Any aircraft operated in conformity with, or pursuant to, federal law, federal air regulations, and air traffic control instruction used pursuant to and within the duly adopted federal air regulations; moreover, any aircraft operating under technical difficulties, in any kind of distress, under emergency orders of air traffic control or being operated pursuant to and subsequent to the declaration of an emergency under federal air regulations.
All noises resulting from normal operations of railroad trains are exempt; provided, however, that excessive use of railroad train signaling devices is declared to be loud, disturbing, and unnecessary noise.
Any sound, such as tire screeching, resulting from emergency braking.
Noises made by places of worship using bells, chimes or carillons as part of their religious observance and by persons having obtained a permit to use the streets.
Any commercial or industrial use which is in existence and exceeds the applicable sound-level limits from customary operations as of the effective date of this chapter. Any such use shall have its sound levels measured at its real property boundary by the City within three months from the effective date of this chapter to establish a baseline sound level for its normal and customary operations. For the purposes of this chapter, that sound-level determination shall be substituted for the applicable sound-level limits set forth in § 204-3.
Highway and utility maintenance and construction of, or repairs to, bridges, streets or highways or any public utility installation by or on behalf of the City or any public utility or any agency of the state.
Construction operations for which building permits have been issued, or construction operations not requiring permits due to ownership of the project by an agency of the government, provided that such equipment is operated with the manufacturing mufflers and noise-reducing equipment in use and in proper operating condition.
Farming equipment or farming activity performed during the hours of 6:00 a.m. to 11:00 p.m.
The reasonable use of amplifiers or loudspeakers for public addresses which are noncommercial in nature.

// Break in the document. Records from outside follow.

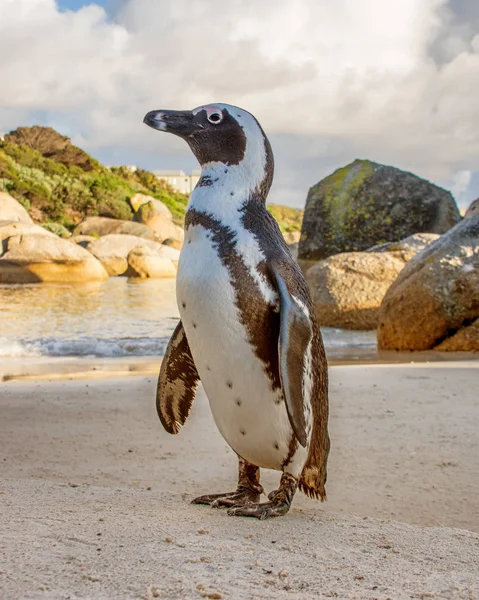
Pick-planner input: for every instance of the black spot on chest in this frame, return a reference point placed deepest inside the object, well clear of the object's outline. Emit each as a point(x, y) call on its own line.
point(259, 318)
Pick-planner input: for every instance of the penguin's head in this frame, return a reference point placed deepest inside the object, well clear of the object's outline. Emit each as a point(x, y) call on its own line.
point(223, 134)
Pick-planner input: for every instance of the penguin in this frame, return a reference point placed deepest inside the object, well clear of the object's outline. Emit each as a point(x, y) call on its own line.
point(248, 329)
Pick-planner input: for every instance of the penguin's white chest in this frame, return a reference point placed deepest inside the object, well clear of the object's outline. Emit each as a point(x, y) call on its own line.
point(249, 414)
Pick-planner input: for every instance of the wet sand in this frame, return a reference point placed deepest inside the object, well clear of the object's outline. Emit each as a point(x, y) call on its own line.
point(95, 500)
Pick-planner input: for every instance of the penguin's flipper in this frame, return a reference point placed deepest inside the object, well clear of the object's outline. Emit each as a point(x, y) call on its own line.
point(177, 382)
point(294, 337)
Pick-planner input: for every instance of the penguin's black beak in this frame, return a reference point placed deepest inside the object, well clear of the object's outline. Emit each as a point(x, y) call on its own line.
point(178, 122)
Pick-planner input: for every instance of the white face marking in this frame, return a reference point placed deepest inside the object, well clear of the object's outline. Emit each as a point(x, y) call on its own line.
point(159, 119)
point(214, 113)
point(232, 186)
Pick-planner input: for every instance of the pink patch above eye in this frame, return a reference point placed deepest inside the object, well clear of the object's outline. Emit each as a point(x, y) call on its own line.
point(210, 110)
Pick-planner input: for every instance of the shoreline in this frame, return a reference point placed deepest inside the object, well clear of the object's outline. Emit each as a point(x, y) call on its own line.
point(90, 367)
point(95, 495)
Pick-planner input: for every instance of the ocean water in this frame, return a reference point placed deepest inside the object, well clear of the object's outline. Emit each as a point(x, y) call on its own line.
point(118, 318)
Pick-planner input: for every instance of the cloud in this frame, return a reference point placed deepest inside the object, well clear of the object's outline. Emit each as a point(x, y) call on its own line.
point(395, 81)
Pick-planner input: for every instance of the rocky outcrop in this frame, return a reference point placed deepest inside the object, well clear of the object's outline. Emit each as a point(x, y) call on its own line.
point(408, 247)
point(57, 229)
point(157, 217)
point(12, 228)
point(82, 240)
point(347, 289)
point(147, 262)
point(139, 200)
point(46, 258)
point(473, 210)
point(12, 210)
point(113, 252)
point(291, 237)
point(101, 226)
point(365, 204)
point(434, 303)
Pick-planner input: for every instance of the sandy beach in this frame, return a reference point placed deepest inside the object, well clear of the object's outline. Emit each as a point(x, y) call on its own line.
point(95, 495)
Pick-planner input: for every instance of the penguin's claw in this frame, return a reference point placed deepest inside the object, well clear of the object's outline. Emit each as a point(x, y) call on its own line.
point(260, 511)
point(230, 499)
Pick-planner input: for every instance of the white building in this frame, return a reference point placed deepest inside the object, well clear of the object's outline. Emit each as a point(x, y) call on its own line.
point(179, 180)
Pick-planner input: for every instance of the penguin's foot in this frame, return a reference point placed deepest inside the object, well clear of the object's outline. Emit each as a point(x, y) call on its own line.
point(279, 502)
point(241, 497)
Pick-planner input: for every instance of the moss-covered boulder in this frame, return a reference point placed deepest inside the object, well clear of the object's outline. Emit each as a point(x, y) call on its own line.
point(11, 210)
point(365, 203)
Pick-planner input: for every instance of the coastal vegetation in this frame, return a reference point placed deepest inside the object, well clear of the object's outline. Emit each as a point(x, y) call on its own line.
point(60, 184)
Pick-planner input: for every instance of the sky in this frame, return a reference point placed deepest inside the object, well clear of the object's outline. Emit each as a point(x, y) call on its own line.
point(395, 82)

Any nonamplified crowd noises resulting from legal activities, such as scheduled sporting events at publicly owned arenas, stadiums, or similar facilities, as well as public concerts, parades, fairs, shows, and celebrations which have been properly permitted and licensed.

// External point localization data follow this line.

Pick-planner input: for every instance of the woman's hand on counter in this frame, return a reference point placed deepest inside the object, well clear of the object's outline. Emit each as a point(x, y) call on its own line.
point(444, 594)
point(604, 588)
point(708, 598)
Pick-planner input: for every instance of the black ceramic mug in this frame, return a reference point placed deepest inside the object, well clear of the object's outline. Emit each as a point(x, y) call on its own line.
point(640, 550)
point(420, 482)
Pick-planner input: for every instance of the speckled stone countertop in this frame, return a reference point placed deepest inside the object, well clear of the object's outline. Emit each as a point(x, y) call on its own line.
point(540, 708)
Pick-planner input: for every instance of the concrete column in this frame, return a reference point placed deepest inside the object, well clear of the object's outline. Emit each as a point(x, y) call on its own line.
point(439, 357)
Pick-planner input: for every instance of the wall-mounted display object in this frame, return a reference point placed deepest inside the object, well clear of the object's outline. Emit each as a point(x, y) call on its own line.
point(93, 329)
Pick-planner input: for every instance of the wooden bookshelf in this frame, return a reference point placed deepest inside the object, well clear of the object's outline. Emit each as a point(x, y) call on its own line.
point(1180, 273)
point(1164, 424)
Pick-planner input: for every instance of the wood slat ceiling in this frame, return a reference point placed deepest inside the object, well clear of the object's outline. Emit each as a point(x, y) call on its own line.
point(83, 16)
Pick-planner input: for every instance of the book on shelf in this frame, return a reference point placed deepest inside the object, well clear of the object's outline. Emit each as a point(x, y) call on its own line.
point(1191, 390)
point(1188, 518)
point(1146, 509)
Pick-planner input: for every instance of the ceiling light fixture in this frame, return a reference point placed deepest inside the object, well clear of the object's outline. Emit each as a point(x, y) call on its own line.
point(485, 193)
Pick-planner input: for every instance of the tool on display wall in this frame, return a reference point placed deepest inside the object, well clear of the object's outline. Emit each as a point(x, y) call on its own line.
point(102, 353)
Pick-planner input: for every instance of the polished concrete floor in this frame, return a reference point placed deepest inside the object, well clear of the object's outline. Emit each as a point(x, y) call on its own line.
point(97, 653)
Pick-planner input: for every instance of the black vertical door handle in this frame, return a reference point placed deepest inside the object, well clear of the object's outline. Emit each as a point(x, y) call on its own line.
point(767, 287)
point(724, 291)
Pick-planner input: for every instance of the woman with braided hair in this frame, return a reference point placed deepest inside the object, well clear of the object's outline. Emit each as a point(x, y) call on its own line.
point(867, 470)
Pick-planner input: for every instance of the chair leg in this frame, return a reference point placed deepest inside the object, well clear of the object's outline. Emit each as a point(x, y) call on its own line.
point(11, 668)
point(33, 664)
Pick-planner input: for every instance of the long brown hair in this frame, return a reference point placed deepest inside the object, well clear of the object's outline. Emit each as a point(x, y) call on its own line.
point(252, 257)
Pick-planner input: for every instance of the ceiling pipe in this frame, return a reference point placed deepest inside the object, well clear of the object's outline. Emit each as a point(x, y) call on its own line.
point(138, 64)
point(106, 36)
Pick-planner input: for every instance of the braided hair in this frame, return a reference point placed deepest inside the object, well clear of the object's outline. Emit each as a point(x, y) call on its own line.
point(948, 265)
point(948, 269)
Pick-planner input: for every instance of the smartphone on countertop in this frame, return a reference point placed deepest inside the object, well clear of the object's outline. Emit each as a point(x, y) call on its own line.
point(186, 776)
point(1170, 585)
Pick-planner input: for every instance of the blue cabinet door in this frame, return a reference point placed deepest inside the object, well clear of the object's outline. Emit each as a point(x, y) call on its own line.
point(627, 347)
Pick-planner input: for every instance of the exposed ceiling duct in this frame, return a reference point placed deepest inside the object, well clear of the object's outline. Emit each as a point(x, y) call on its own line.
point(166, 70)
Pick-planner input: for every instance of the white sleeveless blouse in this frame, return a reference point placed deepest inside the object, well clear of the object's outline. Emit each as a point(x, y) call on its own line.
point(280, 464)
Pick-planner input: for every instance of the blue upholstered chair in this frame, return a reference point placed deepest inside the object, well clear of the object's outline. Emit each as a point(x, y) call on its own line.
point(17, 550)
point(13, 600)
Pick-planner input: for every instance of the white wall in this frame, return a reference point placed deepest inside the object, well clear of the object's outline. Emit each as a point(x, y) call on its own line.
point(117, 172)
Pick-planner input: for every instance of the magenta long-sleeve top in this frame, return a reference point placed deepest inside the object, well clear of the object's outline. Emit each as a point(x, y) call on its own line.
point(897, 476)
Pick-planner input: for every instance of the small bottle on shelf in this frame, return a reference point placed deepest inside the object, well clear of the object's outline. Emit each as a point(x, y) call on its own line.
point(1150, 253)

Any other noise resulting from activities of a temporary duration permitted by law and for which a license or permit therefor has been granted by the City.

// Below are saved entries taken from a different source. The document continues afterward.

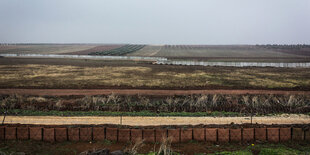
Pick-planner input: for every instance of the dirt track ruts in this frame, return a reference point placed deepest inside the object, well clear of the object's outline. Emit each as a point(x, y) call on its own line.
point(153, 121)
point(63, 92)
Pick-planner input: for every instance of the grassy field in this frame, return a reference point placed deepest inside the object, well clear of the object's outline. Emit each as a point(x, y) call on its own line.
point(65, 73)
point(232, 52)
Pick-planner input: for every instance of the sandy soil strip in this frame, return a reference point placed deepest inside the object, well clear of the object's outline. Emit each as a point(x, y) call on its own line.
point(154, 121)
point(60, 92)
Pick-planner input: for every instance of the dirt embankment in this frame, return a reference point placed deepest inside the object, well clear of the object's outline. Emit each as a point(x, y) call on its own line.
point(63, 92)
point(155, 121)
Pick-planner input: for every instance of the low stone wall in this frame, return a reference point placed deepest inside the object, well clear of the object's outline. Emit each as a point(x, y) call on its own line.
point(177, 135)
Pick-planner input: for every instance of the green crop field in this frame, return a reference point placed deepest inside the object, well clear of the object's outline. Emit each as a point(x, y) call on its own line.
point(126, 49)
point(227, 52)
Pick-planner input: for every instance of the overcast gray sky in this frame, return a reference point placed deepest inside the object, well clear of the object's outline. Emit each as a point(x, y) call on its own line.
point(155, 21)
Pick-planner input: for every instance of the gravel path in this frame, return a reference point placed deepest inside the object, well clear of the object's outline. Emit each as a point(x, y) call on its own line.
point(155, 121)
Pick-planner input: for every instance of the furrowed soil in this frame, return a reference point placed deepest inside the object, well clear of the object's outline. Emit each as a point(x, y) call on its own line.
point(95, 74)
point(69, 92)
point(155, 121)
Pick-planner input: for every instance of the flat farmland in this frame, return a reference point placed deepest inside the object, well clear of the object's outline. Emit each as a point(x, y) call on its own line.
point(43, 49)
point(72, 73)
point(225, 52)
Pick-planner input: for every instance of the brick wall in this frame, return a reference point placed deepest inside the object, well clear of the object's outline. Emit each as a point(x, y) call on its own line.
point(220, 135)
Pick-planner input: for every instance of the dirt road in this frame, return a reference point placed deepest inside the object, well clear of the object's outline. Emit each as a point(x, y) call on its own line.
point(62, 92)
point(154, 121)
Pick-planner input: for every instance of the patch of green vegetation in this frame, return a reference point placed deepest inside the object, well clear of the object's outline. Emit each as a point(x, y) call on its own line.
point(20, 112)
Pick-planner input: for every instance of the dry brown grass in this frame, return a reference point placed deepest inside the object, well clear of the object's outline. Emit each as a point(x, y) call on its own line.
point(62, 76)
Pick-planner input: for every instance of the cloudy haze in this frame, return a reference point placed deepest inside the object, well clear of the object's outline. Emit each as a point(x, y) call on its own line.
point(155, 21)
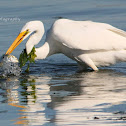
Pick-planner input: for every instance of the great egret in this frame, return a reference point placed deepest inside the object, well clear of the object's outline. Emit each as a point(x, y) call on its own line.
point(90, 44)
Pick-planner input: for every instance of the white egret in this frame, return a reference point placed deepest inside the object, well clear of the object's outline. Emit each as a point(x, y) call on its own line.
point(90, 44)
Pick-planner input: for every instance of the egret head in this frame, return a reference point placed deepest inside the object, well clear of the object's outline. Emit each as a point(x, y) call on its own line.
point(29, 28)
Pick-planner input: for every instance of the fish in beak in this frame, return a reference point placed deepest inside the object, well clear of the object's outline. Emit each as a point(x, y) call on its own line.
point(17, 41)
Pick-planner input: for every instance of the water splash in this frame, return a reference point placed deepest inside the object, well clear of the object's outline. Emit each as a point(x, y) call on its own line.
point(9, 66)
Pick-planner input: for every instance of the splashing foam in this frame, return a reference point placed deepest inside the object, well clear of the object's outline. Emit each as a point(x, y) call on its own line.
point(9, 66)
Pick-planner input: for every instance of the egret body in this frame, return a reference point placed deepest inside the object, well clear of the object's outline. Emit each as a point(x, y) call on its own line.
point(90, 44)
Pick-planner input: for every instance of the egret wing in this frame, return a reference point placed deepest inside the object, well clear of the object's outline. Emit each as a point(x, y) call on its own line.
point(88, 35)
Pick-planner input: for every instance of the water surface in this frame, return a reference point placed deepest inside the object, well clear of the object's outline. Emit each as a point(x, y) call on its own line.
point(53, 93)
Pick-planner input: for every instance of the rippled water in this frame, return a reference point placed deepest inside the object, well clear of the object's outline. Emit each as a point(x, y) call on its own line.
point(53, 93)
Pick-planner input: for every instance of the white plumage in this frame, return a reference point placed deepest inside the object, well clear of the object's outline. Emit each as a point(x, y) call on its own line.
point(89, 43)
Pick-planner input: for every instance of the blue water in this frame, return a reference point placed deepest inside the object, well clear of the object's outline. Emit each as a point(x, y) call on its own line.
point(53, 93)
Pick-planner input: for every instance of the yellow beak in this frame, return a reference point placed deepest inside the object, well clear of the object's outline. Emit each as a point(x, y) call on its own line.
point(17, 41)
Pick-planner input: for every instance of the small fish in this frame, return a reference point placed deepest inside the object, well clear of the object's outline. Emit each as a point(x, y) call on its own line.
point(8, 58)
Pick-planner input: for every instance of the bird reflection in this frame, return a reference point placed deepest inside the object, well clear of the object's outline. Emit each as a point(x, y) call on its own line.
point(43, 100)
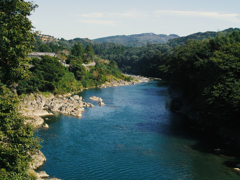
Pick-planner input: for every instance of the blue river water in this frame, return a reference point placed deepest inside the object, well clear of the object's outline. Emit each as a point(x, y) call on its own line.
point(133, 137)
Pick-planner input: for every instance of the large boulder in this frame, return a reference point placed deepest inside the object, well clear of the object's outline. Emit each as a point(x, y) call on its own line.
point(38, 160)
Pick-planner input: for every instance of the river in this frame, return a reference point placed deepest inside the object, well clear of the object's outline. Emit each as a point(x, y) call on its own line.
point(134, 137)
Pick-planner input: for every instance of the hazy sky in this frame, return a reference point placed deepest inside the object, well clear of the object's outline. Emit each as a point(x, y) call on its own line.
point(91, 19)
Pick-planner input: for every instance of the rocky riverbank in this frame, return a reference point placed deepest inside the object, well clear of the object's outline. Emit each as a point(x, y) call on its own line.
point(34, 106)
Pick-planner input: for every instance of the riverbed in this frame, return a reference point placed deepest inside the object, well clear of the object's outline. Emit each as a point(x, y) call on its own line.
point(134, 136)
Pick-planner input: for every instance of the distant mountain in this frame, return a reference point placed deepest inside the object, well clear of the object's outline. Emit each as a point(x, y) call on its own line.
point(199, 36)
point(137, 40)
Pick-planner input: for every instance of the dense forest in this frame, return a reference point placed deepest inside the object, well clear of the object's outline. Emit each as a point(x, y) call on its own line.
point(207, 72)
point(204, 66)
point(138, 40)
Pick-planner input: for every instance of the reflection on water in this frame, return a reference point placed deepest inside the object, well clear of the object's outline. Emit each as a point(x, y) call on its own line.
point(134, 136)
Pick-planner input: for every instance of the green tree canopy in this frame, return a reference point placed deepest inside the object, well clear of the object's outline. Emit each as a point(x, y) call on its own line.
point(45, 48)
point(77, 50)
point(16, 37)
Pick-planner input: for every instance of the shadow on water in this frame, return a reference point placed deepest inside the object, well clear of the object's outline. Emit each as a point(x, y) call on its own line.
point(206, 142)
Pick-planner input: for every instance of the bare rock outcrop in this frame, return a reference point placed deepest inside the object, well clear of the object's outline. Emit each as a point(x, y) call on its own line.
point(38, 160)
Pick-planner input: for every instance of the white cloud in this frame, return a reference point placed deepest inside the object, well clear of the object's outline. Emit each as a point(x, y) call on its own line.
point(92, 15)
point(131, 14)
point(134, 14)
point(99, 22)
point(227, 17)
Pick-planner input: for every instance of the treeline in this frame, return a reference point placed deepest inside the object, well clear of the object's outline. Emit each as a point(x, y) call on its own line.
point(208, 74)
point(135, 60)
point(48, 74)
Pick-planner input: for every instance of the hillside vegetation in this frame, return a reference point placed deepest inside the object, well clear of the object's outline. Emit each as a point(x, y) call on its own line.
point(138, 40)
point(207, 72)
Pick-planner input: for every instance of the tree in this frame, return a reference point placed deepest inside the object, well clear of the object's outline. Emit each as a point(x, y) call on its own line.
point(77, 50)
point(89, 50)
point(45, 48)
point(16, 37)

The Police Department and the Health and Human Services Department, or an authorized agent thereof, shall be responsible for the administration and enforcement of this chapter, including but not limited to the following duties and responsibilities:
Investigation of complaints of unlawful noise.
Documentation of violations of this chapter.
Measurement of the offending noise by an approved sound-level meter or other measuring device, if appropriate.
Issuance of written warnings for the first violation of this chapter requiring cessation of violation within 10 minutes of written issuance thereof.
Nothing in this chapter shall preclude other methods of enforcement by means of restraining order and/or injunctive relief.